In its February bulletin, Coordination Nationale de la Sécurité Alimentaire (CNSA) reported that the price of food, especially rice, is higher than in 2008. This trend could continue into 2011. According to CNSA and partners – including WFP and FEWSNET – over 3 million people will need food assistance in April/May, 900,000 of whom are in the Port-au-Prince metropolitan area. The majority of food-insecure households are mostly in poor and extremely poor areas affected by the cholera epidemic and Hurricane Tomas; in remote mountainous areas; and in camps and the poorer neighbourhoods of Port-au-Prince.

In January, CNSA conducted a survey in Lower Central Plateau and Lower Artibonite, where the cholera outbreak originated. The survey highlighted that producers had reduced the amount of cultivated land due to reduced demand for rice, vegetables and seafood, and the anticipated reduced income. This will have a negative impact on food availability and food access.
The cholera outbreak has indeed led to a reduced demand for products from contaminated areas, mainly vegetables (69 per cent), seafood (38 per cent), cereals (31 per cent) and fruits (20 per cent).

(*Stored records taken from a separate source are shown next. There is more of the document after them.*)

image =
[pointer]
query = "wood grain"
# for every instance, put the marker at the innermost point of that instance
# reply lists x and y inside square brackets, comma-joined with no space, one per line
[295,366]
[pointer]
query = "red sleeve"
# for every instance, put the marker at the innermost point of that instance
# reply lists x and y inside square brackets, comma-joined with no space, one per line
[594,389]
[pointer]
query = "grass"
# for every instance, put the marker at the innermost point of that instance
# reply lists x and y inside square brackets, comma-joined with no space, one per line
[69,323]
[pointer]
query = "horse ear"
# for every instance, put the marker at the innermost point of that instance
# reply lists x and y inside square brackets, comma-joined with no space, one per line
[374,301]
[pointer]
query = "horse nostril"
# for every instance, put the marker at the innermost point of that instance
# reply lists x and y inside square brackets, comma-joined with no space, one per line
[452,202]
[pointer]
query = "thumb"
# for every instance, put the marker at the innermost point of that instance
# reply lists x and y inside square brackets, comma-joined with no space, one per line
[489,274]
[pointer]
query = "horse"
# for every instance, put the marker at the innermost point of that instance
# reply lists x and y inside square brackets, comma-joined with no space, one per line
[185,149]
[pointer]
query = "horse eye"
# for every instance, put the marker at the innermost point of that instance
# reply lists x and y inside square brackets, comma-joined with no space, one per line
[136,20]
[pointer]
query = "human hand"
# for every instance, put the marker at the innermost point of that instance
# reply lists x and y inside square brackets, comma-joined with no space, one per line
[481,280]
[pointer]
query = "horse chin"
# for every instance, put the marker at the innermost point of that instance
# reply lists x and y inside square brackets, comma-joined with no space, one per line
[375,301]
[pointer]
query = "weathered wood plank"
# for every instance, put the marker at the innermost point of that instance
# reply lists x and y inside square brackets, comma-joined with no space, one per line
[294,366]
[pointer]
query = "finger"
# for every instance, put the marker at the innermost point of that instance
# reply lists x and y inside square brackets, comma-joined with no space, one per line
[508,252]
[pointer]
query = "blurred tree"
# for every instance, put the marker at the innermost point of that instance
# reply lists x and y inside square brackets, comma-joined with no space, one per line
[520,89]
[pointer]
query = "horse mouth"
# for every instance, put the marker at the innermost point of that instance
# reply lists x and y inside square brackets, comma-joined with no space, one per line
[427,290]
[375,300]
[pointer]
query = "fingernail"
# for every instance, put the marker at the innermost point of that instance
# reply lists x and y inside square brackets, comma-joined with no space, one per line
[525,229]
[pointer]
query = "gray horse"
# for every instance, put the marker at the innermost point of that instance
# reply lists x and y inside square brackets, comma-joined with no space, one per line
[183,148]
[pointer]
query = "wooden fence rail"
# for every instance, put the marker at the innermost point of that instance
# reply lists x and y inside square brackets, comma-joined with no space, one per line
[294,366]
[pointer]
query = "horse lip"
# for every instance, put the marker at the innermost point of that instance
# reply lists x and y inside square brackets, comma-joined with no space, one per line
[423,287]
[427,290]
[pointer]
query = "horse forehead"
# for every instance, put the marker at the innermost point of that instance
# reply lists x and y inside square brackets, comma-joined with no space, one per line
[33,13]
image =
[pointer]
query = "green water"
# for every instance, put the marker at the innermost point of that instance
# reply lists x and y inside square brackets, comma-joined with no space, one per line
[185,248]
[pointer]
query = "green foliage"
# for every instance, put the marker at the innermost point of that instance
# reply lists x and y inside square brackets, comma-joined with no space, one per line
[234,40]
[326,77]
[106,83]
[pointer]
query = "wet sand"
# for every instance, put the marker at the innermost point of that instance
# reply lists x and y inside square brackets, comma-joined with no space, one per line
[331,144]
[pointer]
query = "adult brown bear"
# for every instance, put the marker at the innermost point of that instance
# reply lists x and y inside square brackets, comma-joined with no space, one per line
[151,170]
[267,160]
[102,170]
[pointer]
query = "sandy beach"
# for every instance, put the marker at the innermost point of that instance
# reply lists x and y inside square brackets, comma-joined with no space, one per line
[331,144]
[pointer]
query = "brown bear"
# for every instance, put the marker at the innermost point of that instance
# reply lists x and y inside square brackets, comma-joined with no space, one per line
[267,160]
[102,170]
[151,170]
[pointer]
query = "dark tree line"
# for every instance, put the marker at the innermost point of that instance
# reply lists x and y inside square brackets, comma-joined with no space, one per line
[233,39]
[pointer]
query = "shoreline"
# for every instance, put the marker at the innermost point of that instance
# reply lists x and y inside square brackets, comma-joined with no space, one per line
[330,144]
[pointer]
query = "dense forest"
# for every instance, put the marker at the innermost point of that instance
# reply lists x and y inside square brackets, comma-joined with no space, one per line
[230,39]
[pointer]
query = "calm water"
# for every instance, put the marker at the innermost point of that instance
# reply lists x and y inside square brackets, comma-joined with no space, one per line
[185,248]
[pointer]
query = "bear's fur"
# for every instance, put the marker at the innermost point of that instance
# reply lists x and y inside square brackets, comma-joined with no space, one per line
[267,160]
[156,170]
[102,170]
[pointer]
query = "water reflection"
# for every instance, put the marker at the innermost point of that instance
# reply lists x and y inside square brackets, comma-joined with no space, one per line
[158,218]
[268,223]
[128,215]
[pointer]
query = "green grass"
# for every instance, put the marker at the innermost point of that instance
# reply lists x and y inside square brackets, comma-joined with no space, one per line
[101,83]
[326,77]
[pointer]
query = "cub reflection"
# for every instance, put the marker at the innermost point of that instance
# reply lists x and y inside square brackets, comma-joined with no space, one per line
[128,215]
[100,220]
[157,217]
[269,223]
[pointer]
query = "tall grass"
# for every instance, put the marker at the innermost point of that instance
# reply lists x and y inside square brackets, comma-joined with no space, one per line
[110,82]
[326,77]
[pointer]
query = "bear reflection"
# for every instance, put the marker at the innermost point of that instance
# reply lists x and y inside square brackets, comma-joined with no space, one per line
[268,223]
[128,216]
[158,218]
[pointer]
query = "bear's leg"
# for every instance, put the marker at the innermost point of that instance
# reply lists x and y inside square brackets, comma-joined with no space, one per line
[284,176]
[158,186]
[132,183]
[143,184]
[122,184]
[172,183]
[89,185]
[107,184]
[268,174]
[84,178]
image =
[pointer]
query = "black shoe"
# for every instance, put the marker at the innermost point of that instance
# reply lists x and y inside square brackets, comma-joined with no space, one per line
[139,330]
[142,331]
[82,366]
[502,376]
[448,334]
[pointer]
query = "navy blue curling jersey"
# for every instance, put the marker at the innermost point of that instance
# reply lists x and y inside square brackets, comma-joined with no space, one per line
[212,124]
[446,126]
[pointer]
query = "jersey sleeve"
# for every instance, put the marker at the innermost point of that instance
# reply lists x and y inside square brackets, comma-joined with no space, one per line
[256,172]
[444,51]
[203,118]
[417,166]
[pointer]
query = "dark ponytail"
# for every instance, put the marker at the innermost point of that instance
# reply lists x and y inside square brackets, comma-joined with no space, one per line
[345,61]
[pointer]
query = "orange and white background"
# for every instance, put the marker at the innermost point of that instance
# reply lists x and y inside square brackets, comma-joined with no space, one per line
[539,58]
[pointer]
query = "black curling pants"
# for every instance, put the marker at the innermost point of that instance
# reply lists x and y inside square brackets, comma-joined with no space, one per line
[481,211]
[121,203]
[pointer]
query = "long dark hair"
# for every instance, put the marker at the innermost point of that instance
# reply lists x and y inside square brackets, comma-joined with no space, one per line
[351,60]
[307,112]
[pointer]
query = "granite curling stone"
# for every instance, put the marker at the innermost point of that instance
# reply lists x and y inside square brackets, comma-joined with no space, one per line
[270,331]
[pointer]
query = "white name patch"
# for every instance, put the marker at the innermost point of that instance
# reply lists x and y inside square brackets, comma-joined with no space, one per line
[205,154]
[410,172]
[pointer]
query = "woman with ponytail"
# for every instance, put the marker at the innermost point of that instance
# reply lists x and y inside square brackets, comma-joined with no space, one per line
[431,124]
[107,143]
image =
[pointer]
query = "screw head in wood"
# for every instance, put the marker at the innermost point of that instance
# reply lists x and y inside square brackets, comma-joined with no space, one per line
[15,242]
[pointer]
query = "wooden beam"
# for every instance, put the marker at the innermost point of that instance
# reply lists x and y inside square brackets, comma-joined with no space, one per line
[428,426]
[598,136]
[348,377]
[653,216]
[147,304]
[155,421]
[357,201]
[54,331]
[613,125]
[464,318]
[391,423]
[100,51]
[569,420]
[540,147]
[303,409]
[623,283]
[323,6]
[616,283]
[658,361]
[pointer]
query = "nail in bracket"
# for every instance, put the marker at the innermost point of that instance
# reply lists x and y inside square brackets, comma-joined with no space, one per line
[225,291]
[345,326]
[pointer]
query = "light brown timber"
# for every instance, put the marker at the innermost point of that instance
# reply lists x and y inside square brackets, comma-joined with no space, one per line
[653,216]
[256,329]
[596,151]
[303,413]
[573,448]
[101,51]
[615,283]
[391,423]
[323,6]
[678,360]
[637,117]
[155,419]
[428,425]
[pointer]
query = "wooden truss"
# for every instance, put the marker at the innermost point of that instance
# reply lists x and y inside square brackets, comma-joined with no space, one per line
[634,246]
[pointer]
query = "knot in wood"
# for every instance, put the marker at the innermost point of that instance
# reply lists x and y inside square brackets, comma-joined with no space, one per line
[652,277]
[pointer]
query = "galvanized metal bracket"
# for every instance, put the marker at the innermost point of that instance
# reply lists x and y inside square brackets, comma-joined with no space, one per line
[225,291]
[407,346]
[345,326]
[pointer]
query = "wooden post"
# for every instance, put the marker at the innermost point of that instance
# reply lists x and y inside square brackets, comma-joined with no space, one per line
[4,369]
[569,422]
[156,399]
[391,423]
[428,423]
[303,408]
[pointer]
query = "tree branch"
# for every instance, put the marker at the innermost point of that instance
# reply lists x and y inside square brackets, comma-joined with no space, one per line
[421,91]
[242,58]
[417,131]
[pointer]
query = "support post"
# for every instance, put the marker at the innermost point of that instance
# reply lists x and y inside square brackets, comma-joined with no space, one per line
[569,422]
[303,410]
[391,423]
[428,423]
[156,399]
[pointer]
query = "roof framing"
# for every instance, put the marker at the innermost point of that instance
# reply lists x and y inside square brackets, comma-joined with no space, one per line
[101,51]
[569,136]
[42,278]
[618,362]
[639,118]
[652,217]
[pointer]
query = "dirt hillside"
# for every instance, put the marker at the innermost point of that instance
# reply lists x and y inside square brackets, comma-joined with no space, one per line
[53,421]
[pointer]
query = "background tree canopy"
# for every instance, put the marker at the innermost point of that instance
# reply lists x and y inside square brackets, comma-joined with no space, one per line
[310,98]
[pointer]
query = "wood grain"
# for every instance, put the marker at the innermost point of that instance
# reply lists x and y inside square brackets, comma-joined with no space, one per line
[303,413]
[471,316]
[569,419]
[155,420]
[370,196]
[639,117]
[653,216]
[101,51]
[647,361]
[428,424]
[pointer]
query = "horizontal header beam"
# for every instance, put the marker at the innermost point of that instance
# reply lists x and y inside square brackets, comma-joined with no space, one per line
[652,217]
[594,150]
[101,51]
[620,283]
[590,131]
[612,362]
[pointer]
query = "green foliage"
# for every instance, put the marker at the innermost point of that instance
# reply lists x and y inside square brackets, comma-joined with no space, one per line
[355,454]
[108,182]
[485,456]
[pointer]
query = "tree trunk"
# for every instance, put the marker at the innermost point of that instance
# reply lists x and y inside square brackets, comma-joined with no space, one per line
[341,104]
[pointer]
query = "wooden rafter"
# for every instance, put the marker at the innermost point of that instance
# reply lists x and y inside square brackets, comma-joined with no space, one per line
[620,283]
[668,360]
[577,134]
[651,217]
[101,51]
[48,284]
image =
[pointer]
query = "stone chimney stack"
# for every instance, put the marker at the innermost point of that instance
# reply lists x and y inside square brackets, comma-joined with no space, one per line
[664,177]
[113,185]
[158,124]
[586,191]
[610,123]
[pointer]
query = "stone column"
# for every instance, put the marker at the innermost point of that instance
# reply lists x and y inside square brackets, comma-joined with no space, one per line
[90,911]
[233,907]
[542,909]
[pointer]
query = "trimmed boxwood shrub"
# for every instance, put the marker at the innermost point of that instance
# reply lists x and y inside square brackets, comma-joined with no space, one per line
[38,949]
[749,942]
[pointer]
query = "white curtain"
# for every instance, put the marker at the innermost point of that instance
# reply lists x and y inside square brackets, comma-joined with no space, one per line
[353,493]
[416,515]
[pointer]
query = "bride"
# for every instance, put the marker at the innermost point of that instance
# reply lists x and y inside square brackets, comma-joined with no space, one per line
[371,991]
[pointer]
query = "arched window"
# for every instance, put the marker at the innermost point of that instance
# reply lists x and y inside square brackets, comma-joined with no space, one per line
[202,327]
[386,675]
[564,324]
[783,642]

The proportion of households that planted during the 2010 winter season has also declined by almost 7 per cent from the summer of 2010. This is due to the scarcity of labour, especially in areas heavily affected by cholera such as Mirebalais, Boucan Square, Verettes, Villard, Dessalines and especially Grand Saline.

According to a study conducted by the NGO ACTED: "The cholera epidemic reduces the availability of labor in the fields because laborers fear contracting the disease when working near water and farm products. With the harvest season, the unavailability of agricultural labor may then cause a decrease in the volume of crop production."

Human-waste disposal sites still lacking

The lack of proper human-excreta disposal sites in Haiti is an acute issue hampering the prevention of cholera transmission. In the absence of official sites, human waste is dumped in canals and rivers. Water, sanitation and hygiene (WASH) partners also report that disposal sites are overflowing in many cholera treatment centres (CTCs).

Truitier, the only waste-disposal site in the Port-au-Prince metropolitan area, has been reopened for a two-month period. This is pending an alternative solution for the construction of a modern wastewater treatment plant. Since February 2010, the Truitier site has been receiving between 500m3 and 900m3 of excreta per day and has reached its capacity.

Following consultation and agreement with the local population, the Directorate of Civil Protection has officially designated a new waste-disposal site for the excreta of cholera patients in Château, Grande Anse department. On 2 February, authorities conducted an information and awareness mission to increase residents‟ knowledge of hygiene- and cholera-prevention practices, and to share and answer concerns about the new waste-disposal site.